Wednesday, February 8, 2012

Shelter


Hallo my lovely wondergrounders. I hope you’ve been doing better than I have been.
 
I’ve been sick for the last week and that party four days ago didn’t help me get better either. So I’ve been hiding in my room for the last 4 days, watching Hart of Dixie and old Gossip Girl episodes, propping myself with medication and drinking tea.  I have got to say I didn’t mind staying at home, dodging everything and everyone in the outside world.

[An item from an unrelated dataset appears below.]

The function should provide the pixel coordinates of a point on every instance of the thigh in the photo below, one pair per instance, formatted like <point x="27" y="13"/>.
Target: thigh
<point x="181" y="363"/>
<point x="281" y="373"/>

To be honest I haven’t been feeling that well in the outside world. That crappy feeling I get when I miss Wonderland is back, shocker…. I knew I wouldn’t be able to keep it off for very long but I didn’t expect it to come back so quickly. However my cold couldn’t have came at a better time, so I turned my room into my own personal shelter- cozy, warm and safe out of anybody’s sight and criticism. I haven’t been feeling at home, at school or well... at home. Those last couple of weeks, I’ve been avoiding that strong urge to pack my bags and disappear without saying anything to anyone. But of course this isn’t Gossip Girl and I am no Blair Waldorf and money is an issue. Also, I’m not 18 yet so there goes my plan. So my crazy escapes are going to have to wait until I’m 18 and I have a job which means 6 months, maybe an year until I can make everything happen.   

Maybe stuff will start going well for me here, but I’ve lost hope. I’ve been here for almost 4 years and everything is just as crappy as in the beginning, maybe even crappier …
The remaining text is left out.